Ktoś może powiedzieć, że na biednych nie trafiło, bo podwyżka składek na ZUS dotknie osób z pensjami powyżej 12 tys. zł brutto miesięcznie, a więc tych, które mają pensje pięciocyfrowe. Problem w tym, że są to zwykle wysokiej klasy specjaliści, osoby bardzo istotne dla firm. I to te firmy będą musiały wziąć na siebie większość kosztów związanych z podwyżkami składek na ZUS. W wielu przypadkach koszty te będą szły w miliony złotych. Stanie się tak zwłaszcza w branżach innowacyjnych, wysoko wyspecjalizowanych, w firmach informatycznych, doradczych, finansowych. Firmy te staną przed dylematem, czy ponieść dodatkowe koszty, istotne z punktu widzenia ich budżetów, czy też po prostu zwolnić część swoich najlepszych pracowników po to, by domknąć swoje budżety. Jest też groźba, że część firm i pracowników, którzy dziś uczciwie płacą podatki i składki, zacznie szukać sposobów na ich uniknięcie.

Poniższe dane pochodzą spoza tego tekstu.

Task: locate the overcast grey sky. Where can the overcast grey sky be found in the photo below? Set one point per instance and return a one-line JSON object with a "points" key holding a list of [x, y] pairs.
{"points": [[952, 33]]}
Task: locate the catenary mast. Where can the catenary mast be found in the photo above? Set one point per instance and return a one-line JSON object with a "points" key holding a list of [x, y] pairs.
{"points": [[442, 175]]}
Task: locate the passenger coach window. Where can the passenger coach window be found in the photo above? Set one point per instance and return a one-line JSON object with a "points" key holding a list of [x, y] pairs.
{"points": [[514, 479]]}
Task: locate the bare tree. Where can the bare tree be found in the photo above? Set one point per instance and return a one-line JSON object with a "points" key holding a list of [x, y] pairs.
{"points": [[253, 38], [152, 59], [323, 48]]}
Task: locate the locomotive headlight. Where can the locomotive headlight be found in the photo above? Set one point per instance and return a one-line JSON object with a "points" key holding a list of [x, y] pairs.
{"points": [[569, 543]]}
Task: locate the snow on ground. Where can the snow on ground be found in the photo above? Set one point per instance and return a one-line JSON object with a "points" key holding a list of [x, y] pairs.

Być może to wszystko nie byłoby konieczne, gdyby podwyżka składek na ZUS była jedyną podwyżką kosztów prowadzenia działalności gospodarczej. Ale tak nie jest. Obciążenia firm rosną lawinowo. Wystarczy wspomnieć PPK, rosnącą z roku na rok płacę minimalną, a do tego dodać choćby rosnące koszty energii.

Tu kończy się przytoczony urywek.